The Advanced Tuition Payment, Legislative Advisory Committee met yesterday, June 28 on the health of the Guaranteed Education Tuition (GET) program, Washington’s prepaid tuition program. The State Actuary was on hand to report on its status. GET has been on shaky ground due to the combined forces of double-digit tuition growth and the falling value of its investments, resulting in the program to be underfunded. However, after continued popularity with the general public, the Actuary reported that GET is “roughly on track” to be fully funded in 17 years.
The issue of full funding has been an ongoing concern for the Legislature and to those who have bought into the program. The Legislature has remained particularly concerned because a GET contract promises that the State will make up any shortfall in funding. GET began running into funding issues at the start of the recession, and in order to build up reserves, the cost of a GET unit increased this year by more than at any time in the history of the 14-year-old program, jumping from $117 in 2010-11 to $163 this year.
As well as the current health of the program, the committee heard analysis of how the program might be impacted if colleges and universities in Washington implement differential tuition rates. Differential tuition, the practice of charging students different rates of tuition depending on what program of study they chose, has become an issue of concern for the GET program. Institutions were authorized in 2011 to charge differential tuition rates if they so desired, however, the practice has yet to be implemented at any university or college. Of primary concern at the Legislature is how differential tuition might negatively impact the GET program.

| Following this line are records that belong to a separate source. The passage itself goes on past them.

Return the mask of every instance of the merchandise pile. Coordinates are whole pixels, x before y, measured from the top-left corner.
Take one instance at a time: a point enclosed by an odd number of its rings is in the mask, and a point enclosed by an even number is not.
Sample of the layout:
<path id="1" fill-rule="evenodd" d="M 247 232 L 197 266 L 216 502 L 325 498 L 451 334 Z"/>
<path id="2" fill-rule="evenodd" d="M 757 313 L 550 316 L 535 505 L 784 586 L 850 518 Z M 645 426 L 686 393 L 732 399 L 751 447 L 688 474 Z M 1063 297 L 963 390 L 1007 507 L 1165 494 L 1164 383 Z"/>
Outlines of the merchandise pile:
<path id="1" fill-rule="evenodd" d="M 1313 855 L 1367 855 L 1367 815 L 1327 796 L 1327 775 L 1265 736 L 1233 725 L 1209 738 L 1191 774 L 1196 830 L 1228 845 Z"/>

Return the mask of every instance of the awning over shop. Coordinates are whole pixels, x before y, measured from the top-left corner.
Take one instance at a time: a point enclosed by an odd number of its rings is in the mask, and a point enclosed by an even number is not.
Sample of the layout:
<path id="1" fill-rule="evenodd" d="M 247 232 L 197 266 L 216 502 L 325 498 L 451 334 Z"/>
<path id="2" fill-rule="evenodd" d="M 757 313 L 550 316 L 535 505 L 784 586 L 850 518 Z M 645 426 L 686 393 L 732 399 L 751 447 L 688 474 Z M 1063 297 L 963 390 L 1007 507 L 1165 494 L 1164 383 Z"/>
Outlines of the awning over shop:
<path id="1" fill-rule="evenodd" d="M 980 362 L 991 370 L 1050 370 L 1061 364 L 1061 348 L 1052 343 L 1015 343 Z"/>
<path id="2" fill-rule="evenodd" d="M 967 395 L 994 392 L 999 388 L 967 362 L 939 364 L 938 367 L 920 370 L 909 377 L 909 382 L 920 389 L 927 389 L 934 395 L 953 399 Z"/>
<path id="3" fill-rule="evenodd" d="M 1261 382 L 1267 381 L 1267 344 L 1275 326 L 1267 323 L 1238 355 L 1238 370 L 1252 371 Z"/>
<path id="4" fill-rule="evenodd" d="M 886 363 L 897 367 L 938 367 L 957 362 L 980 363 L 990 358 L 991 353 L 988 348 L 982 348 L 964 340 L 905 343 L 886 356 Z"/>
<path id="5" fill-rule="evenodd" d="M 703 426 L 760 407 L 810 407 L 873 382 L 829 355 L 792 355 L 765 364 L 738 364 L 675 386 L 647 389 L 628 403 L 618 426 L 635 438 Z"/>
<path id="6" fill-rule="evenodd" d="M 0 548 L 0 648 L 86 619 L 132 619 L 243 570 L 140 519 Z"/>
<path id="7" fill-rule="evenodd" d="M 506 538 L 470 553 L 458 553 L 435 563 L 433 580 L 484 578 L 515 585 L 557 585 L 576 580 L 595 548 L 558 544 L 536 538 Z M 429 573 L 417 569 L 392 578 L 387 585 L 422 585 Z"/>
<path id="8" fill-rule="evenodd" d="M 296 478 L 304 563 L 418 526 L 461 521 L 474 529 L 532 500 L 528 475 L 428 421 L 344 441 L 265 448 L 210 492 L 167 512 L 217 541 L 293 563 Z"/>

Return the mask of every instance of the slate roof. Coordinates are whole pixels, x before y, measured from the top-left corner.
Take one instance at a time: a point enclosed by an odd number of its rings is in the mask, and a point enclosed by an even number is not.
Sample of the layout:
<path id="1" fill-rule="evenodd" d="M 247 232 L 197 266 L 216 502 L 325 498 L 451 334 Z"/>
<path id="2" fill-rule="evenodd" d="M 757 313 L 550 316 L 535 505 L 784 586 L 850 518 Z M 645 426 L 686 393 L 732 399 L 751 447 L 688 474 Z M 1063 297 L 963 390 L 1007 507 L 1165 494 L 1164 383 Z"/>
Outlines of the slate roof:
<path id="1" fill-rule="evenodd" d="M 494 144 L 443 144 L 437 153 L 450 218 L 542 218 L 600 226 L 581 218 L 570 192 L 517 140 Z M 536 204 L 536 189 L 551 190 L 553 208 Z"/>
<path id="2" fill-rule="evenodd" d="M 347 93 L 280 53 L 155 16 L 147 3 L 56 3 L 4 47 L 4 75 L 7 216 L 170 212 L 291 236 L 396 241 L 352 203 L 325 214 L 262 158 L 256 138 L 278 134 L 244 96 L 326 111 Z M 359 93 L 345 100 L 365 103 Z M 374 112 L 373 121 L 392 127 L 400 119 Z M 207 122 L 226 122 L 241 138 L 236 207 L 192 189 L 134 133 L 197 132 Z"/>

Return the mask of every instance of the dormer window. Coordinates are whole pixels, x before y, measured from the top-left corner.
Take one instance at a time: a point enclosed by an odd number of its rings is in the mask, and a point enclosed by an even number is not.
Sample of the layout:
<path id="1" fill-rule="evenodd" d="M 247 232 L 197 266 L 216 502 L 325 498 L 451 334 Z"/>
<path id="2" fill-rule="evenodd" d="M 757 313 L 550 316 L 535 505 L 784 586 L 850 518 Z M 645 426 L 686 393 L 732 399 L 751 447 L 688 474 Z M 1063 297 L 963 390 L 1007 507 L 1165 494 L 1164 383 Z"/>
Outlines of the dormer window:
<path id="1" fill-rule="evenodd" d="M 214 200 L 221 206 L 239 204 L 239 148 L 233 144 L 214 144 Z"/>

The State Actuary provided analysis of two scenarios. Currently GET has an 80% funding status. A 20% increase in the cost of a GET credit with differential tuition would result in a 67% funded status, and a 50% increase results in a 54% funded status. In order to make this up, the cost of GET credits increases significantly. Currently $163, a 20% increase results in a $257 price tag, and a 50% increase at $521 price tag. Not surprisingly, legislators were alarmed at this rate increase but unable to come to a conclusion. Committee staff members provided a few recommendations on how to proceed, but no final decisions were made. The Committee is expected to meet once more before the fall when recommendations must be made to the legislature.